Wel is het kenmerk van 'n dichter dat hij maakt of schept, maar de hoofdzaak is toch dat hij de wereld, of iets van de wereld, aanvoelt als wat zeer bizonders, zoodat hij er verbaasd van is, er vòl van wordt. Gewoonlijk kan hij er dan niet van zwijgen, en, sprekend, schilderend, zingend, herschept hij dat wat in hem is gekomen, als een wonder.
Bij Bernard Bandt komt het niet tot herschepping, maar ontvangen dat doet zijn ziel wel. Niets wordt iets in hem.
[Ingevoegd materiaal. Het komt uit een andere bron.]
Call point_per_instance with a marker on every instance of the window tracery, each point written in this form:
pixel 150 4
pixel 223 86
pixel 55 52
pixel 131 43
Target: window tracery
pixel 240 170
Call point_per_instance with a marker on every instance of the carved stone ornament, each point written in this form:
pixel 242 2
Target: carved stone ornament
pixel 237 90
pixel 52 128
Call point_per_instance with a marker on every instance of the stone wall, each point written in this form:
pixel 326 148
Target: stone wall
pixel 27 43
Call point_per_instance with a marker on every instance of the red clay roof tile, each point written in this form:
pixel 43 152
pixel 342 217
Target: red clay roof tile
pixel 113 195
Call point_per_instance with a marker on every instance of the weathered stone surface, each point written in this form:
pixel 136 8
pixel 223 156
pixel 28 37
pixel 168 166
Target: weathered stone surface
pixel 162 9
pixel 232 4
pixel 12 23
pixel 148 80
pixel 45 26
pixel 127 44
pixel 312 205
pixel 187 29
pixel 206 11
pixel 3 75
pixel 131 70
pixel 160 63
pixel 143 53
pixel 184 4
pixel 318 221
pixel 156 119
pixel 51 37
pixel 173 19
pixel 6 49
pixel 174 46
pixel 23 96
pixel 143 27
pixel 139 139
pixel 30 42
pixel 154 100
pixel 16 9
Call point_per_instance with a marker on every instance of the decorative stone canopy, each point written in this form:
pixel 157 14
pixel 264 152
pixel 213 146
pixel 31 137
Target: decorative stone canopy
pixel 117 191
De duisternis van 'n avondhemel, 'n boomenrij, 'n hekje, 'n stem, 't is alles iets bizonders dat hem in verbazing doet stilstaan en zwijgend toekijken, verwonderd over zijn eigen verwondering.
Bernard Bandt is dus een sensatie-roman. Niet in de oude beteekenis van: 'n boek dat ‘veel stof opjaagt’ als 'n voorbijrazende automobiel: stof van publieke ontroering en kakelende praatjes, maar 'n roman die in plaats van de prikkelende gebeurtenissen zooals de romantiek die gaf, en in plaats van de groeiende en meesleepende hartstochten gelijk de klassieke boeken die uitbeeldden, is samengesteld uit de honderdduizend emoties en gewaarwordingen, waarvan 't leven van elken mensch is gemaakt.
De gebeurtenissen in dit boek zijn weinig pikant, en dus geeft het geen lektuur voor het groote of grove publiek.
Een boek kan ons alleen grijpen, als men er zichzelf in vindt. Dat is de eenige en eeuwige oorzaak van belangstelling: zelfgevoel, zelfbelang, eigenliefde, egoïsme van onstoffelijken aard.
Slechts hij die zich herinnert hoe de briesjes en rimpels over 't meervlak, hoe de blauwe of grauwe nevels dreven over 't weivlak zijner ziel, die zal alles kunnen meeleven met Bernard Bandt. 't Herinneren van zichzelf, wordt: begrijpen van den romanpersoon.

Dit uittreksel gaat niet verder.